Legal Question in Family Law in New York

i have custody of my 11 year old daughter, have for 9 years now. her mother is now taking me to court to vacate the acknowledgment of paternity. my question is, if the dna test comes back that im not the father can the court give the mother custody?


Asked on 11/23/09, 2:14 pm

1 Answer from Attorneys

Jennifer Stergion Jennifer P Stergion, Esq.

It sounds like you are the putative father (this is the finding the court can make regardless of the existence of a DNA test). A putative father, is, in laymen's terms, the father of the child for all intents and purposes.
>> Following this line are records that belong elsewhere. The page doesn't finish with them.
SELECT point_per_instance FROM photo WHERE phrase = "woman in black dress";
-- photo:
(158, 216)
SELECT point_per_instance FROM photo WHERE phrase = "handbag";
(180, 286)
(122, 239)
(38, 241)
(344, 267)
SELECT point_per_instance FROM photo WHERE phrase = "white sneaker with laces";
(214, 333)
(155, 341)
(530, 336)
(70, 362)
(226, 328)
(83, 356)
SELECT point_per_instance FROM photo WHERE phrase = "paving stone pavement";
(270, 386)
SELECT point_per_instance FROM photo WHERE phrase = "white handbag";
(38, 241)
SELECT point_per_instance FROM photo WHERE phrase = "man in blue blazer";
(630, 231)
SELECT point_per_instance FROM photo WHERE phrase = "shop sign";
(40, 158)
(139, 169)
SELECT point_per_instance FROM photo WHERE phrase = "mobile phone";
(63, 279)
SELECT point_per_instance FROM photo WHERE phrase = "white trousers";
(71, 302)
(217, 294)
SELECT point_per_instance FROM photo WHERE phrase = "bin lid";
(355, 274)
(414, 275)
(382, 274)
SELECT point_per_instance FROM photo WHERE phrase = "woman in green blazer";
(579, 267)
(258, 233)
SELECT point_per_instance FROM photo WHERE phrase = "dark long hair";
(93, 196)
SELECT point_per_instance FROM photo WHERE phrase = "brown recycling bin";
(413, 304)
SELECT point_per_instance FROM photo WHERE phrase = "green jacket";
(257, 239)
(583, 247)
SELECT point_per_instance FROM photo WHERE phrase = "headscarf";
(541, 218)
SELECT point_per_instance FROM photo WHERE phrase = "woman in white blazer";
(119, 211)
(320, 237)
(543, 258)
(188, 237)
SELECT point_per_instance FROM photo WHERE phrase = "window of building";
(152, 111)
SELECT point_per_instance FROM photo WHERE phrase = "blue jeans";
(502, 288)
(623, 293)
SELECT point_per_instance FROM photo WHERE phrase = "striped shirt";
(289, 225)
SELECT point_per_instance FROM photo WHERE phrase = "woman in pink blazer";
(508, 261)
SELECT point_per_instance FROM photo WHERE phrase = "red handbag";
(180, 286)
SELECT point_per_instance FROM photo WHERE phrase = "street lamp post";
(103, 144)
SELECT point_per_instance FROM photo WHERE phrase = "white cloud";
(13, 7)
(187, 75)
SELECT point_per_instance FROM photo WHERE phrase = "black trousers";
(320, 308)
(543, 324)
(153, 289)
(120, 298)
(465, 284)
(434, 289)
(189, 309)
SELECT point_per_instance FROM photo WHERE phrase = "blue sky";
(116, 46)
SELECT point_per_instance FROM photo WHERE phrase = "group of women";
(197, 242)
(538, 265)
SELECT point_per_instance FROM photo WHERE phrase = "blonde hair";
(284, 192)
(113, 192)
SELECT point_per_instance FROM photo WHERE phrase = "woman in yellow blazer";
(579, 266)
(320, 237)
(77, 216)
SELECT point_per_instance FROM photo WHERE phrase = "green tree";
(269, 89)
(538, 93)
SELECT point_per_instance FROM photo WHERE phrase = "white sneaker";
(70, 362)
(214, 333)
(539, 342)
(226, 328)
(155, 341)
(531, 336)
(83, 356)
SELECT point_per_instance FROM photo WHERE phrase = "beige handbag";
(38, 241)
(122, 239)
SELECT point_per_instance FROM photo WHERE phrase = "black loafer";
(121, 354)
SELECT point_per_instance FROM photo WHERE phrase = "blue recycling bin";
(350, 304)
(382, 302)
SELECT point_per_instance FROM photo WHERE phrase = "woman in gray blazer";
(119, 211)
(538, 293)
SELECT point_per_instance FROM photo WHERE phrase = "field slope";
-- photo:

Assuming you have a court order giving you custody, and not a mere agreement, and that you are determined to be the biological/putative father, the short answer to your question is the court is not likely to remove a child that has been in your custody for nine years and give custody to the mother. This is, of course, assuming that there are no changes in circumstances that would make a change in custody seems appropriate (founded CPS reports, failure to allow mom whatever access she was granted, moving with the daughter without court approval, interference with parent-child relationship, abuse, neglect, etc.).
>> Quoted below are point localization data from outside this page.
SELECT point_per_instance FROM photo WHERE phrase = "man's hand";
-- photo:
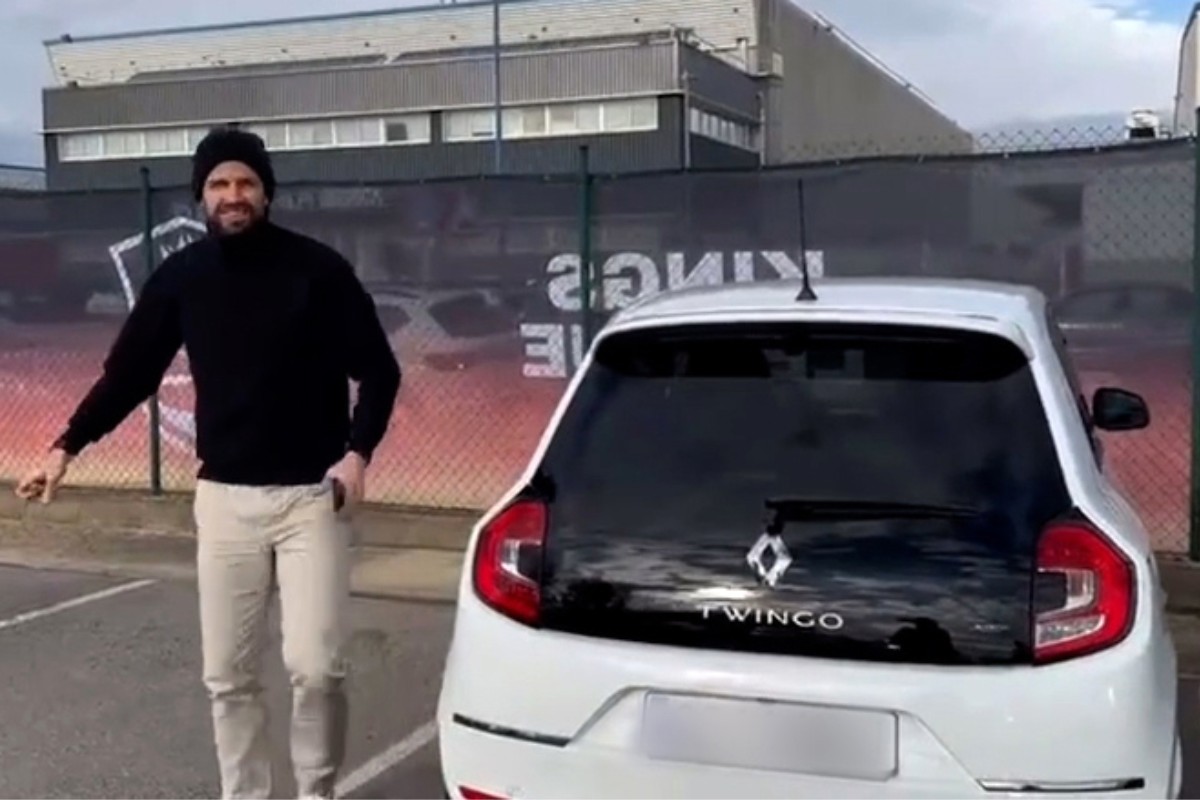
(45, 481)
(351, 473)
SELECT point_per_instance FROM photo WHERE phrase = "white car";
(855, 546)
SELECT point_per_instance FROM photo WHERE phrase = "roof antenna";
(807, 292)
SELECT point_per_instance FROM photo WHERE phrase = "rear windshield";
(691, 428)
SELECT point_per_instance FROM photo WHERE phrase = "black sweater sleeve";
(370, 361)
(135, 366)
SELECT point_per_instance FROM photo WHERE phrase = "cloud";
(983, 61)
(993, 61)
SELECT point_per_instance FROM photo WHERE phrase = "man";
(274, 324)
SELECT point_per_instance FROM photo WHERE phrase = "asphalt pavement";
(101, 696)
(100, 693)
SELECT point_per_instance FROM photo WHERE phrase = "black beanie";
(225, 144)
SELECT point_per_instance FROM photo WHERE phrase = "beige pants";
(252, 540)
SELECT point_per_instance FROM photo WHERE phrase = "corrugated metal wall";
(1188, 78)
(435, 28)
(834, 101)
(527, 77)
(622, 152)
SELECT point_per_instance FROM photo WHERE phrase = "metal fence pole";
(586, 245)
(148, 248)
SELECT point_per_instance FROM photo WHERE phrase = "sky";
(985, 62)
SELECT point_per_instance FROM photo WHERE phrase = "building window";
(473, 125)
(414, 128)
(721, 128)
(466, 126)
(556, 120)
(274, 134)
(81, 146)
(166, 142)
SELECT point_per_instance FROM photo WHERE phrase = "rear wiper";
(783, 510)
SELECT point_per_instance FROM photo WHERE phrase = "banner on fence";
(478, 286)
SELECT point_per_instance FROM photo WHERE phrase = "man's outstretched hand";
(351, 473)
(43, 482)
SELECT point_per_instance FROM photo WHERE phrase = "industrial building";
(409, 94)
(1188, 77)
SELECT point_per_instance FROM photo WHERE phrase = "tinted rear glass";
(702, 423)
(925, 452)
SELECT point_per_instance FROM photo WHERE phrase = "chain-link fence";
(478, 286)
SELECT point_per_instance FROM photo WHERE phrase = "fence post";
(148, 248)
(586, 245)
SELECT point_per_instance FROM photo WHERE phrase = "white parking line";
(389, 758)
(29, 617)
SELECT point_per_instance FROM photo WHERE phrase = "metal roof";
(390, 34)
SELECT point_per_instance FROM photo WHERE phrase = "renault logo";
(774, 546)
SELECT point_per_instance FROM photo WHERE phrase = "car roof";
(1005, 302)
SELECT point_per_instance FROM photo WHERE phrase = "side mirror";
(1116, 409)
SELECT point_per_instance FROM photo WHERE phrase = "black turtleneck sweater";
(274, 324)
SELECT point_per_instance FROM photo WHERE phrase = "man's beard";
(249, 221)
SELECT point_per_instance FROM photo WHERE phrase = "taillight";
(508, 561)
(475, 794)
(1084, 593)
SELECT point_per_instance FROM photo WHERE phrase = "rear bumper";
(509, 768)
(557, 716)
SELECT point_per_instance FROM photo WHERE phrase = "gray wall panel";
(609, 154)
(532, 77)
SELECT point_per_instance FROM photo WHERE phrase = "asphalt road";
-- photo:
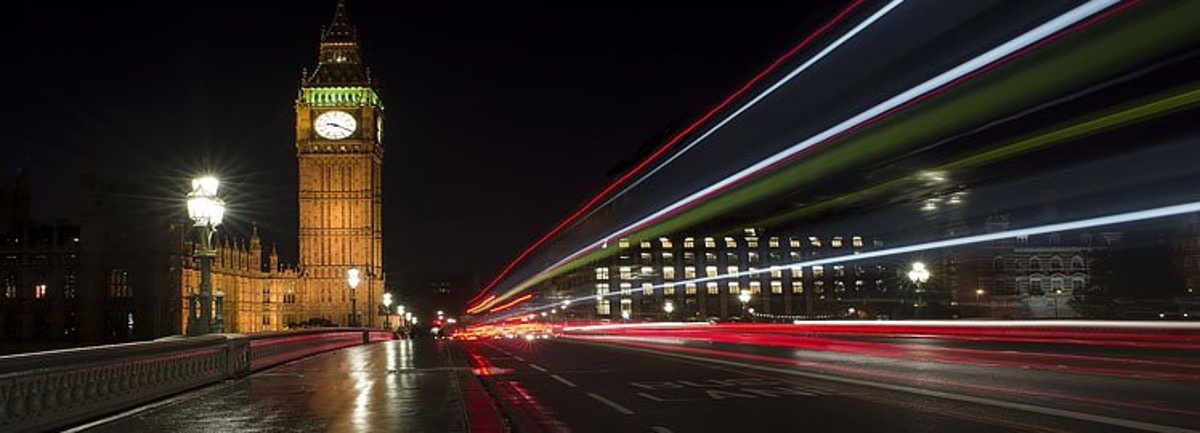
(673, 385)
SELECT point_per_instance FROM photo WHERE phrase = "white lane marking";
(1037, 409)
(611, 403)
(568, 383)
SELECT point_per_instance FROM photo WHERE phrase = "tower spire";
(340, 62)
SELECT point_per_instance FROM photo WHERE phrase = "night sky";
(502, 116)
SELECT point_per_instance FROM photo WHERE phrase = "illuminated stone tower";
(340, 151)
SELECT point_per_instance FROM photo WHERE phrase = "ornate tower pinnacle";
(340, 62)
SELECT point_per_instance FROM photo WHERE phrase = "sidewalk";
(407, 385)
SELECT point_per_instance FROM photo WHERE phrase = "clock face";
(335, 125)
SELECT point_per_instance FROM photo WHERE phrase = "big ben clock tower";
(340, 151)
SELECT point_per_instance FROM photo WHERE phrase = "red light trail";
(663, 149)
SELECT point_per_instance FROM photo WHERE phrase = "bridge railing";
(48, 390)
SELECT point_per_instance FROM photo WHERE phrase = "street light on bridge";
(919, 275)
(207, 210)
(387, 306)
(352, 277)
Typically in that situation the Court will assign a law guardian (attorney-for-the-child) for your daughter. That attorney represents your child, not you and not the mother. The attorney will determine what the best interest of your daughter is in finding out what the real paternity is. The standard typically applied is whether you have been holding yourself out to be the father of this little girl, whether she believes you are her father, and the quality of your relationship with her. Usually these determinations are made before a DNA test is even ordered. You can ask the court not to order that DNA test for fear of how it would affect your relationship with your child.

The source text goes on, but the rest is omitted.